SERBEST BÖLGELERİN EKONOMİYE KATKISI
Bu anlamda serbest bölgelerin ekonomiye ciddi katkıları olmaktadır. 2021 eylül ayı sonu itibarıyla serbest bölgelerde faaliyet gösteren firma sayısı 1.953, yabancı firma sayısı 506, toplam istihdam ise 83.422'dir. Bu bölgelerde gerçekleştirilen ihracat 7,1 milyar dolardır. İhracatta yüksek teknoloji ürünlerin payı ise yüzde 6,7'dir. Birim ihracat fiyatı Trakya Serbest Bölgesi'nde 13,5 dolar, Bursa Serbest Bölgesi'nde 8,3 dolar, Ege Serbest Bölgesi'nde 7,6 dolar, İstanbul Endüstri ve Ticaret Serbest Bölgesi'nde 7,4 dolar, Kocaeli Serbest Bölgesi'nde ise 7,2 dolardır.

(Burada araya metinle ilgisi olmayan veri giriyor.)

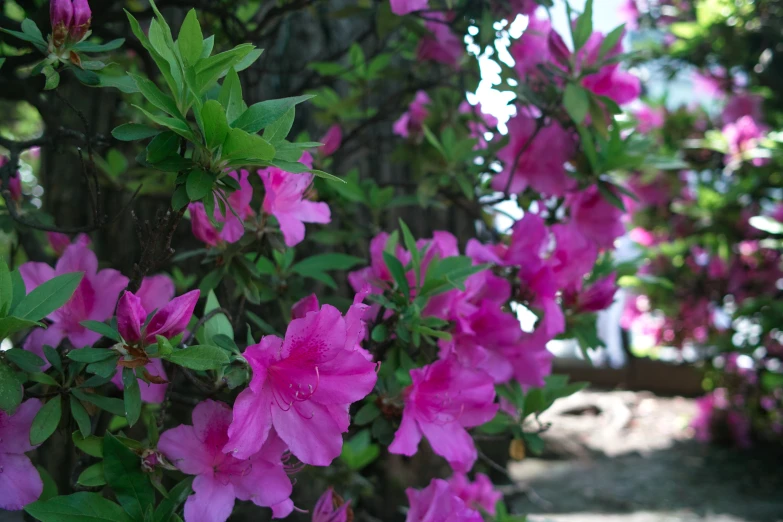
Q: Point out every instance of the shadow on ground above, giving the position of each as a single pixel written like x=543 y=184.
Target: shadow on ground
x=628 y=457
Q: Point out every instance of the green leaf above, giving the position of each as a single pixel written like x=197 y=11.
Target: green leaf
x=10 y=388
x=584 y=26
x=210 y=69
x=48 y=297
x=231 y=96
x=91 y=445
x=27 y=361
x=366 y=414
x=199 y=184
x=260 y=115
x=132 y=396
x=109 y=404
x=358 y=451
x=576 y=101
x=103 y=329
x=80 y=415
x=46 y=421
x=191 y=39
x=11 y=324
x=610 y=41
x=200 y=357
x=324 y=262
x=88 y=47
x=91 y=355
x=162 y=146
x=79 y=507
x=92 y=477
x=242 y=145
x=133 y=132
x=42 y=378
x=398 y=273
x=156 y=97
x=168 y=506
x=279 y=129
x=6 y=288
x=122 y=469
x=215 y=123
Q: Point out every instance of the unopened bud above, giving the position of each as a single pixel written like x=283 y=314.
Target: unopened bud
x=558 y=49
x=61 y=14
x=82 y=17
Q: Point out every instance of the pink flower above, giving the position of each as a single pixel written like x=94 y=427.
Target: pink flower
x=94 y=298
x=155 y=293
x=595 y=217
x=233 y=220
x=331 y=140
x=648 y=118
x=441 y=45
x=59 y=242
x=610 y=81
x=535 y=159
x=438 y=503
x=743 y=105
x=221 y=478
x=20 y=482
x=411 y=122
x=629 y=13
x=403 y=7
x=285 y=199
x=303 y=386
x=325 y=510
x=169 y=321
x=532 y=48
x=743 y=136
x=444 y=399
x=481 y=494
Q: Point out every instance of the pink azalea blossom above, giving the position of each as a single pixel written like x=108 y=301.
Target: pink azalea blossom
x=169 y=321
x=221 y=478
x=620 y=86
x=442 y=44
x=744 y=136
x=331 y=140
x=532 y=48
x=410 y=123
x=444 y=399
x=59 y=242
x=94 y=298
x=403 y=7
x=155 y=295
x=743 y=105
x=325 y=510
x=20 y=482
x=536 y=158
x=285 y=199
x=233 y=220
x=649 y=118
x=480 y=494
x=438 y=503
x=303 y=386
x=596 y=218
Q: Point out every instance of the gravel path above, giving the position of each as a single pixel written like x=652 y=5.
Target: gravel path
x=629 y=457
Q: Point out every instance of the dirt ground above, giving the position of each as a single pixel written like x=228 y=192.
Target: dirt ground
x=630 y=457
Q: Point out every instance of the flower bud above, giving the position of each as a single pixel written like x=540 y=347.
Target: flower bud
x=558 y=49
x=82 y=16
x=61 y=14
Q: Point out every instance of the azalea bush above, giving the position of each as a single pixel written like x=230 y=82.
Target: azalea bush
x=711 y=282
x=296 y=333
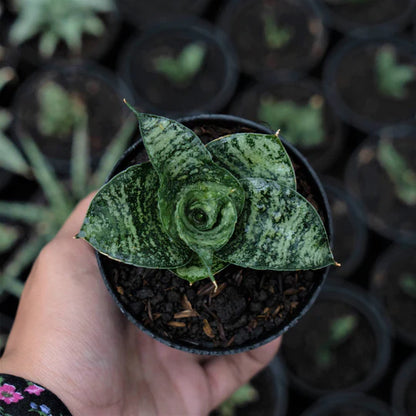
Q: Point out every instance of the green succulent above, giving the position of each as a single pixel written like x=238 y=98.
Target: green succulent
x=276 y=36
x=340 y=330
x=398 y=170
x=195 y=209
x=302 y=125
x=244 y=395
x=45 y=220
x=58 y=20
x=180 y=70
x=60 y=111
x=392 y=78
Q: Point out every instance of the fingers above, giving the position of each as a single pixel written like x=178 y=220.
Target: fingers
x=225 y=374
x=74 y=222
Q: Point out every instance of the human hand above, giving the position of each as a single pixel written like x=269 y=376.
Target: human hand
x=70 y=336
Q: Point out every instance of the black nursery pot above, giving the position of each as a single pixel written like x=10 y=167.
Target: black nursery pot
x=209 y=90
x=350 y=232
x=271 y=386
x=252 y=307
x=244 y=21
x=351 y=87
x=357 y=363
x=404 y=388
x=367 y=18
x=300 y=92
x=100 y=91
x=369 y=182
x=145 y=13
x=349 y=404
x=388 y=284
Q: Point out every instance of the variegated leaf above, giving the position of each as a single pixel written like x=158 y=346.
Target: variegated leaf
x=251 y=155
x=278 y=230
x=123 y=222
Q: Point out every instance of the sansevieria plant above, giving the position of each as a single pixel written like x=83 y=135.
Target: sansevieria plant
x=195 y=209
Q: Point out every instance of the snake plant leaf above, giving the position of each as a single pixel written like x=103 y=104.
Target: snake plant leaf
x=252 y=155
x=278 y=230
x=195 y=270
x=123 y=222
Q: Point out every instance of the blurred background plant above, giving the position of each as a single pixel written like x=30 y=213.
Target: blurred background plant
x=54 y=21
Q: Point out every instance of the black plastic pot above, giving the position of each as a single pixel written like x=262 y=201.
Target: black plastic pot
x=350 y=232
x=404 y=388
x=368 y=18
x=243 y=21
x=208 y=91
x=400 y=306
x=350 y=403
x=146 y=13
x=271 y=385
x=301 y=92
x=100 y=90
x=365 y=178
x=372 y=332
x=203 y=125
x=92 y=47
x=351 y=88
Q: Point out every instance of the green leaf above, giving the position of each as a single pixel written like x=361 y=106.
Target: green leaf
x=278 y=230
x=195 y=270
x=123 y=222
x=250 y=155
x=10 y=157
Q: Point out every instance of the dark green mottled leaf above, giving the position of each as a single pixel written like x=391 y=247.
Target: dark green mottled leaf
x=251 y=155
x=195 y=270
x=278 y=230
x=123 y=222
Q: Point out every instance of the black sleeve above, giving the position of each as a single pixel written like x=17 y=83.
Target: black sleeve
x=20 y=397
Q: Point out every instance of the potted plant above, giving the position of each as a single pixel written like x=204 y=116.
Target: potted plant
x=385 y=69
x=239 y=307
x=51 y=104
x=350 y=232
x=366 y=18
x=393 y=281
x=404 y=388
x=349 y=404
x=342 y=344
x=144 y=13
x=46 y=29
x=265 y=394
x=44 y=216
x=180 y=68
x=274 y=36
x=301 y=112
x=382 y=175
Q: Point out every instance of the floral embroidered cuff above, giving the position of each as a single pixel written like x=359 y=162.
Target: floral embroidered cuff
x=20 y=397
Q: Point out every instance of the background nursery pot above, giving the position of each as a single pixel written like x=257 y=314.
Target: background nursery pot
x=352 y=404
x=249 y=309
x=404 y=388
x=347 y=328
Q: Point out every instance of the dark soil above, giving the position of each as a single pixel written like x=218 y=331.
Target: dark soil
x=369 y=182
x=155 y=92
x=411 y=398
x=368 y=13
x=357 y=86
x=249 y=306
x=245 y=25
x=400 y=306
x=102 y=100
x=351 y=361
x=300 y=92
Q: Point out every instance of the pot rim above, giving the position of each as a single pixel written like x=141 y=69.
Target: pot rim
x=323 y=272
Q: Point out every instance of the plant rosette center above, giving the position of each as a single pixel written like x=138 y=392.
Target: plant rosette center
x=196 y=209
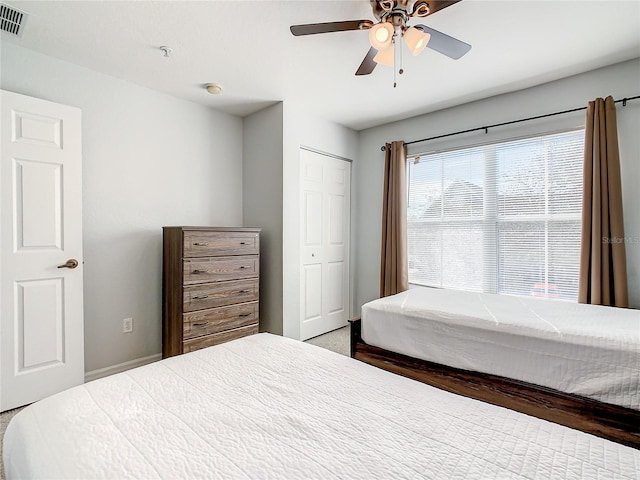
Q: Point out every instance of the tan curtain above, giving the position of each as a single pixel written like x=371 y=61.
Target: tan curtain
x=603 y=265
x=394 y=266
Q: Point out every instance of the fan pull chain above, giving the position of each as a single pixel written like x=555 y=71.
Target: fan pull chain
x=395 y=57
x=401 y=71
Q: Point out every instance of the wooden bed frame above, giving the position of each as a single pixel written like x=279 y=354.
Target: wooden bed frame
x=605 y=420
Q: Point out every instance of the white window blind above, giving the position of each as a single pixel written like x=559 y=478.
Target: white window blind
x=498 y=218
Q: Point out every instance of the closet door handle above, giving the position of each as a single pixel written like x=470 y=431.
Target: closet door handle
x=71 y=263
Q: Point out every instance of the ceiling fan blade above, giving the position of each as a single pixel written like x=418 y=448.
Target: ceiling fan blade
x=313 y=28
x=367 y=65
x=437 y=5
x=443 y=43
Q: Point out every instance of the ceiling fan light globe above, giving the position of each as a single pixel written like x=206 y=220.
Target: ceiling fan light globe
x=381 y=35
x=416 y=40
x=385 y=57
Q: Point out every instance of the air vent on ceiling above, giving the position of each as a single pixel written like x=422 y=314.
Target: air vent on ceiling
x=12 y=20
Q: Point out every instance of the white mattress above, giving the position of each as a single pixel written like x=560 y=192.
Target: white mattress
x=268 y=407
x=586 y=350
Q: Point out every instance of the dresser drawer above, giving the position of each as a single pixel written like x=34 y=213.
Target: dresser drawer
x=218 y=338
x=210 y=295
x=204 y=244
x=217 y=269
x=215 y=320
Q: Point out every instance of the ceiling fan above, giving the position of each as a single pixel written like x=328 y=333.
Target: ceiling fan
x=393 y=17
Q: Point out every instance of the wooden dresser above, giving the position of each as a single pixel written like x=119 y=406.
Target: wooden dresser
x=210 y=287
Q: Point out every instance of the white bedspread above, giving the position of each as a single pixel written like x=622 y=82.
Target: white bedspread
x=268 y=407
x=587 y=350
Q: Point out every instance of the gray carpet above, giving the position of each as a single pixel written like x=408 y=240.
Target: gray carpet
x=338 y=341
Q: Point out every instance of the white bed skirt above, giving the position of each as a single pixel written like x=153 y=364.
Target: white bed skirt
x=268 y=407
x=586 y=350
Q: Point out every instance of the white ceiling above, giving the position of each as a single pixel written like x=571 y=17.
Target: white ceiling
x=246 y=46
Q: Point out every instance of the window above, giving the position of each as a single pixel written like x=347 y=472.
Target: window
x=499 y=218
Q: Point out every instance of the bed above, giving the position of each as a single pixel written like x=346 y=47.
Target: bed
x=578 y=365
x=268 y=407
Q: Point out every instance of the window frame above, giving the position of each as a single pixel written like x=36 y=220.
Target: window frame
x=491 y=253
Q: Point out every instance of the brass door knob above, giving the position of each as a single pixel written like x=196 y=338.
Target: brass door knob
x=71 y=263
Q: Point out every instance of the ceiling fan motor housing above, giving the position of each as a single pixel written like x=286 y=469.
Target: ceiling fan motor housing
x=382 y=9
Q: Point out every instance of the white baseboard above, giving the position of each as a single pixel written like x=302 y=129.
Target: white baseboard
x=121 y=367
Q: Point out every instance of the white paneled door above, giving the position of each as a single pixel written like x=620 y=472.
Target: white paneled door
x=41 y=324
x=324 y=236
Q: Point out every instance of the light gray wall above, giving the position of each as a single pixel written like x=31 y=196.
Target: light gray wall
x=262 y=205
x=302 y=129
x=149 y=160
x=621 y=80
x=271 y=200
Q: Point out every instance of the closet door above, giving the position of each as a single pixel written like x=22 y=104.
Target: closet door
x=41 y=324
x=324 y=222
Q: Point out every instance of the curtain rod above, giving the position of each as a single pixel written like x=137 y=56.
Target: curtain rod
x=486 y=129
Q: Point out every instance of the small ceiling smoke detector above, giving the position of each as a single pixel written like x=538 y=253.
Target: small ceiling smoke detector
x=12 y=20
x=213 y=88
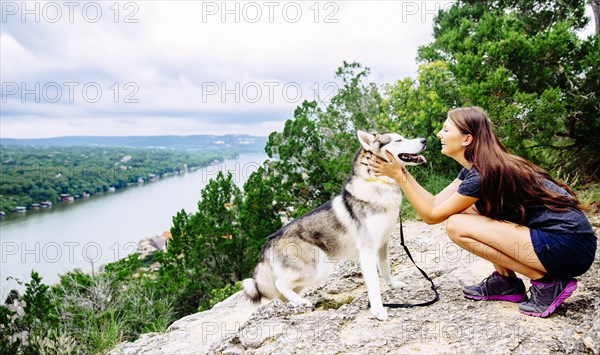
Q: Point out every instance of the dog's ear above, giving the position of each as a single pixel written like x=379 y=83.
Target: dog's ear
x=366 y=139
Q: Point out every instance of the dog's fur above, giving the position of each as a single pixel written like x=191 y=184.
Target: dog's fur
x=354 y=225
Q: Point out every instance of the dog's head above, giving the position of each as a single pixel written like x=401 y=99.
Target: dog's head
x=404 y=150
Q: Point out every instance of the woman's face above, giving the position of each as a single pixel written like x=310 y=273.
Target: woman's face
x=452 y=140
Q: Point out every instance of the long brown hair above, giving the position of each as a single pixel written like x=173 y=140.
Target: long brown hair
x=508 y=182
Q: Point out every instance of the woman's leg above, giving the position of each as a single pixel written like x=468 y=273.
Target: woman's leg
x=507 y=245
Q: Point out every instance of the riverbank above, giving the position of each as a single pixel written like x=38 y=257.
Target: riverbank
x=103 y=229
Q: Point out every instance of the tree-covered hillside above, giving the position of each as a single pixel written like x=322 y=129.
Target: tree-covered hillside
x=33 y=174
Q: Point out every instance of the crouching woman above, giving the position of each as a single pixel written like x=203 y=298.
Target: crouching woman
x=506 y=210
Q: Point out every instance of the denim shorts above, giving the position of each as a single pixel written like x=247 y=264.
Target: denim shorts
x=564 y=255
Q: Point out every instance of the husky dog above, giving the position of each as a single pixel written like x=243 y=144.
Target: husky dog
x=354 y=225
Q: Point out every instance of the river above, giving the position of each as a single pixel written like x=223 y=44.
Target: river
x=103 y=228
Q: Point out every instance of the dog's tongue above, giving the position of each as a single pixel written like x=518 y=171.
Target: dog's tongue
x=413 y=158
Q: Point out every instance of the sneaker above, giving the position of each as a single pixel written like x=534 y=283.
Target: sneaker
x=497 y=287
x=546 y=297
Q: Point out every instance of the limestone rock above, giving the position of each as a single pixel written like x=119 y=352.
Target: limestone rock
x=452 y=325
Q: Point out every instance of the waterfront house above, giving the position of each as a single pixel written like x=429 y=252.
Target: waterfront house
x=67 y=198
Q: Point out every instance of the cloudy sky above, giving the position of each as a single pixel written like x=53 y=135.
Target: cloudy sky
x=191 y=67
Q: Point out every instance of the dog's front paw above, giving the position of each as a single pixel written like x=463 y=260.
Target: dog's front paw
x=303 y=302
x=379 y=312
x=397 y=285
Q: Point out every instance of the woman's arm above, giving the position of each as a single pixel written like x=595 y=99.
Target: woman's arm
x=432 y=209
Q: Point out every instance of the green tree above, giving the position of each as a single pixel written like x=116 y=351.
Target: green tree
x=523 y=61
x=258 y=218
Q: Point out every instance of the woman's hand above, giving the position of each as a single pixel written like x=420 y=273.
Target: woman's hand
x=393 y=168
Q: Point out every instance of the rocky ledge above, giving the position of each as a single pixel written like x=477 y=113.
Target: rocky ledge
x=341 y=323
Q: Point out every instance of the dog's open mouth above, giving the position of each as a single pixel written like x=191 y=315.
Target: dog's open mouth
x=412 y=158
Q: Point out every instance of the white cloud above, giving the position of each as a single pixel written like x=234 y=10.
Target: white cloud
x=191 y=60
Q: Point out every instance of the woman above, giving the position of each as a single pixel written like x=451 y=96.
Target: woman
x=505 y=210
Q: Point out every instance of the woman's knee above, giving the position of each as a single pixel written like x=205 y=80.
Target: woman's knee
x=455 y=226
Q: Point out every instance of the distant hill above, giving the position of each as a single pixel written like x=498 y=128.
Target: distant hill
x=238 y=142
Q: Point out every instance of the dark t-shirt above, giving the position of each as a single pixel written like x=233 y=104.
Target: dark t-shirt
x=537 y=216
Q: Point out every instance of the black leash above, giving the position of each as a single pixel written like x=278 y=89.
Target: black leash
x=411 y=305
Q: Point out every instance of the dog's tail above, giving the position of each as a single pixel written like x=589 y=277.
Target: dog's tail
x=251 y=290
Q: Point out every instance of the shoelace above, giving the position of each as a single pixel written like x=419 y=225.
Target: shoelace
x=539 y=297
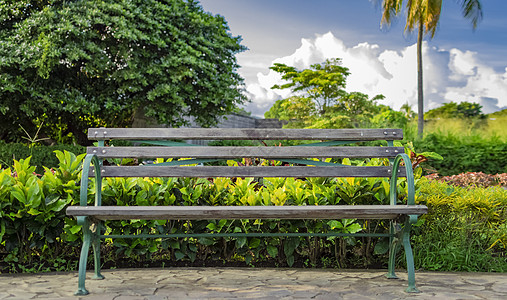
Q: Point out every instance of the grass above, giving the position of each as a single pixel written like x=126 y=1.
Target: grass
x=490 y=128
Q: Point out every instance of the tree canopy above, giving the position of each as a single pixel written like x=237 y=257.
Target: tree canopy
x=74 y=64
x=456 y=110
x=319 y=98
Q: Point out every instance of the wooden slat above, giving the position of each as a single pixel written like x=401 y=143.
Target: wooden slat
x=245 y=152
x=246 y=212
x=251 y=171
x=243 y=134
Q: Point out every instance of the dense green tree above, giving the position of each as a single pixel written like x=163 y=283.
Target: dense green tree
x=75 y=64
x=425 y=15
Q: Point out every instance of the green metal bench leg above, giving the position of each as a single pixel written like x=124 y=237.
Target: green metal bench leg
x=96 y=255
x=81 y=290
x=393 y=249
x=410 y=260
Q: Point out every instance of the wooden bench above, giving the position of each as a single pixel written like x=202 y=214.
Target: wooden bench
x=329 y=145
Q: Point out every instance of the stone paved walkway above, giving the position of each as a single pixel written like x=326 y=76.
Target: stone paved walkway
x=247 y=283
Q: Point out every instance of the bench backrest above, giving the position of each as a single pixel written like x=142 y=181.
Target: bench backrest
x=297 y=160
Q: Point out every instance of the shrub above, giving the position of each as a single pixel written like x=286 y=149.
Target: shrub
x=464 y=153
x=464 y=230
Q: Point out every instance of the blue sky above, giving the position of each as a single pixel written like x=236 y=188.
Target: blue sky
x=460 y=64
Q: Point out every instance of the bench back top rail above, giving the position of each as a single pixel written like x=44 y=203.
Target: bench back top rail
x=227 y=152
x=246 y=171
x=243 y=134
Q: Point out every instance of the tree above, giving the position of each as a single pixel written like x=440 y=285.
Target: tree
x=425 y=15
x=456 y=110
x=75 y=64
x=324 y=83
x=319 y=98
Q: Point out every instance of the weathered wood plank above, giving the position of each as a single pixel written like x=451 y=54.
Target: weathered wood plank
x=246 y=212
x=243 y=134
x=251 y=171
x=245 y=152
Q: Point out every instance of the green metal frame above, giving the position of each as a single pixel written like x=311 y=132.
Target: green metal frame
x=398 y=235
x=91 y=230
x=401 y=235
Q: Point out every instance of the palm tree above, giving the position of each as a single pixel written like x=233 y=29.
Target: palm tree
x=425 y=14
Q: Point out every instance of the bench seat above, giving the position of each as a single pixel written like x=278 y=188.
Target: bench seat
x=247 y=212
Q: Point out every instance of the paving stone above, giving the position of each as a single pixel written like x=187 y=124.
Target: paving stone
x=247 y=283
x=500 y=287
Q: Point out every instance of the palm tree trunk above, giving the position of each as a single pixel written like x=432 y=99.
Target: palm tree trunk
x=420 y=98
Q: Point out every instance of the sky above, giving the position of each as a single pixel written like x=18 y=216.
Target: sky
x=460 y=64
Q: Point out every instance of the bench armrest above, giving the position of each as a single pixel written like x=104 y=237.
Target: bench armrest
x=83 y=200
x=410 y=180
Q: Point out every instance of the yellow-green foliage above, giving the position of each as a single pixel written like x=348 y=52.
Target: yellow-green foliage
x=484 y=128
x=464 y=227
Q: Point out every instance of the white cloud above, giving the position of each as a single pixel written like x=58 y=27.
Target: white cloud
x=449 y=75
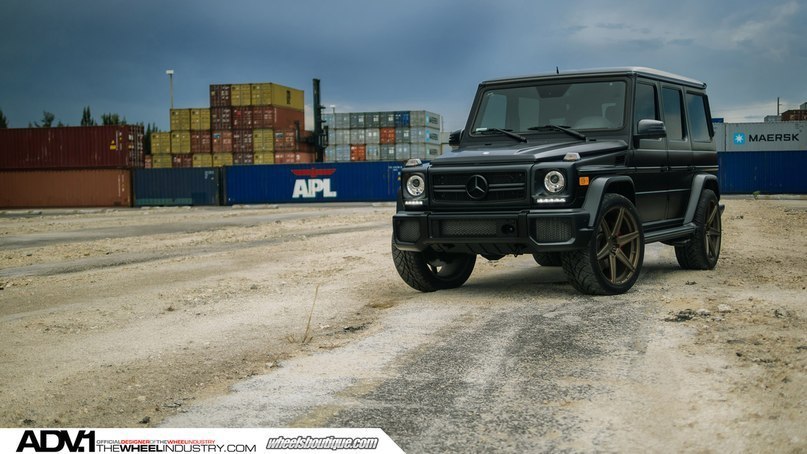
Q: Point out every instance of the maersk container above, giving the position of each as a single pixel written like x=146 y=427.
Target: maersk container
x=314 y=182
x=768 y=172
x=173 y=187
x=66 y=188
x=72 y=147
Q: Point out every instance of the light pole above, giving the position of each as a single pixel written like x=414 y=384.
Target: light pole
x=170 y=73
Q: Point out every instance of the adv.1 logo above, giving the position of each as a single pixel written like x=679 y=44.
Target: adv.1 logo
x=56 y=441
x=312 y=186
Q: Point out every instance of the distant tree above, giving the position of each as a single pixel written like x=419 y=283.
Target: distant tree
x=86 y=118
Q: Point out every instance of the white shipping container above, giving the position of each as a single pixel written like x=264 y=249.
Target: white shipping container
x=779 y=136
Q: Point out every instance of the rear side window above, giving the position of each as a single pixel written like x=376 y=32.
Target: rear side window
x=674 y=113
x=698 y=121
x=644 y=106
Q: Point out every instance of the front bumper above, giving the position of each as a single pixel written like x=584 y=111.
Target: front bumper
x=494 y=233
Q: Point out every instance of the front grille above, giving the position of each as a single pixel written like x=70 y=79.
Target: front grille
x=503 y=186
x=468 y=228
x=553 y=230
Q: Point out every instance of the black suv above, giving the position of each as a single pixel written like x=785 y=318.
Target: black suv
x=580 y=169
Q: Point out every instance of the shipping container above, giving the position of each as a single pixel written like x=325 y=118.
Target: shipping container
x=181 y=161
x=780 y=136
x=222 y=159
x=222 y=141
x=66 y=188
x=174 y=187
x=160 y=142
x=271 y=117
x=240 y=95
x=358 y=153
x=220 y=96
x=221 y=118
x=200 y=119
x=314 y=182
x=263 y=140
x=242 y=141
x=264 y=158
x=203 y=160
x=180 y=119
x=766 y=172
x=180 y=142
x=81 y=147
x=242 y=118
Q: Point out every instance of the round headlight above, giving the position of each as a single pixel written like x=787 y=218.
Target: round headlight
x=554 y=182
x=415 y=185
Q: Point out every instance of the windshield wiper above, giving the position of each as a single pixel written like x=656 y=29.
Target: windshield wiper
x=566 y=129
x=507 y=132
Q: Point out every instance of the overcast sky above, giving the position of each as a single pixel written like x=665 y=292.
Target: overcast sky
x=373 y=55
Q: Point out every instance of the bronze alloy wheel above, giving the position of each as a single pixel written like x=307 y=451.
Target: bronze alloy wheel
x=618 y=244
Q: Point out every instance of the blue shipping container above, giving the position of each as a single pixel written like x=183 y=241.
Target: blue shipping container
x=769 y=172
x=316 y=182
x=173 y=187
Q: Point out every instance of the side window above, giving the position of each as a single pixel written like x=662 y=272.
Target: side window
x=698 y=121
x=644 y=106
x=674 y=113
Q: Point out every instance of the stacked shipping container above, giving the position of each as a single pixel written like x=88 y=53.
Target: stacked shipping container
x=382 y=136
x=245 y=124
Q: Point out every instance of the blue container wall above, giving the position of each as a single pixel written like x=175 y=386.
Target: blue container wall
x=769 y=172
x=172 y=187
x=318 y=182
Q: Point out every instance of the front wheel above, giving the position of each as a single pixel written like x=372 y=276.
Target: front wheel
x=429 y=271
x=611 y=262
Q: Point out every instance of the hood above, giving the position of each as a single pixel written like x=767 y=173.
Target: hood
x=525 y=153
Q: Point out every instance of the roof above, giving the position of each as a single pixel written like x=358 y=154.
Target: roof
x=620 y=71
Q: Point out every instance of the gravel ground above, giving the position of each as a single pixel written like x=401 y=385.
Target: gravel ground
x=294 y=316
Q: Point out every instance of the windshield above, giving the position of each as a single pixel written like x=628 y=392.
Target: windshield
x=577 y=105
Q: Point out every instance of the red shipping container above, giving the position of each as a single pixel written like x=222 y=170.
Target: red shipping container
x=387 y=135
x=358 y=152
x=200 y=142
x=222 y=141
x=293 y=157
x=66 y=188
x=269 y=117
x=80 y=147
x=242 y=141
x=220 y=96
x=242 y=117
x=241 y=159
x=221 y=118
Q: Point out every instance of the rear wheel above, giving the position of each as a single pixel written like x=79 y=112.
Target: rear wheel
x=429 y=271
x=611 y=262
x=703 y=250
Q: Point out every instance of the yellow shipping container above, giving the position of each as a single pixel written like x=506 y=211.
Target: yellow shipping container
x=180 y=142
x=200 y=119
x=264 y=158
x=222 y=159
x=161 y=161
x=203 y=160
x=263 y=140
x=180 y=119
x=270 y=94
x=240 y=95
x=160 y=143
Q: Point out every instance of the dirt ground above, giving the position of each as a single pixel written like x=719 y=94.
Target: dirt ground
x=122 y=318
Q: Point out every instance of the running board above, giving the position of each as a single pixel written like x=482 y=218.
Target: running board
x=676 y=233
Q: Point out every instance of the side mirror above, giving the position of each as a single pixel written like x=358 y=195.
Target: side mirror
x=454 y=138
x=651 y=129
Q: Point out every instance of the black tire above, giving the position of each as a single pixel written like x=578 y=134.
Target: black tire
x=429 y=271
x=703 y=250
x=612 y=261
x=547 y=258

Türkiye İhracatçılar Meclisi tarafından açıklanan verilere göre, eylül ayında Antalya düzeyinde ihracat hacmi geçen yılın aynı ayına göre yüzde 29,6'lık artışla 152 milyon 391 bin dolar olarak gerçekleşmiştir. Buna göre Antalya'mızın ilk 9 aydaki ihracatı geçen senenin aynı dönemine göre yüzde 32,4'lük bir artışla 1 milyar 349 milyon dolar düzeyinde gerçekleşmiştir. Antalya'nın en yüksek ihracat hacmine sahip ilk 10 sektörü incelendiğinde yılın ilk 9 aylık döneminde en fazla ihracatı yapılan ürün grubu olarak 408 milyon 59 bin dolarla yaş sebze ve meyve olurken bu ürün grubunu 232 milyon 68 bin dolarla madencilik ürünleri ve 209 milyon 376 bin dolarla mobilya, kâğıt ve orman ürünleri sektörü izlemektedir.
Antalya Serbest Bölgesi'nin bu ihracat başarısında önemli bir rolü vardır. Antalya Serbest Bölgesi'ni diğer serbest bölgelerden ayıran özelliklerin başında havalimanına ve kent merkezine yakın oluşu, kentin avantajlarından kısa sürede faydalanma imkânı sağlamakla birlikte, denize rıhtımı olan birkaç serbest bölgeden de biridir. Bu açıdan gerek bölge gerekse ülke ekonomisine ciddi faydaları olmuştur ve olmaya devam etmektedir.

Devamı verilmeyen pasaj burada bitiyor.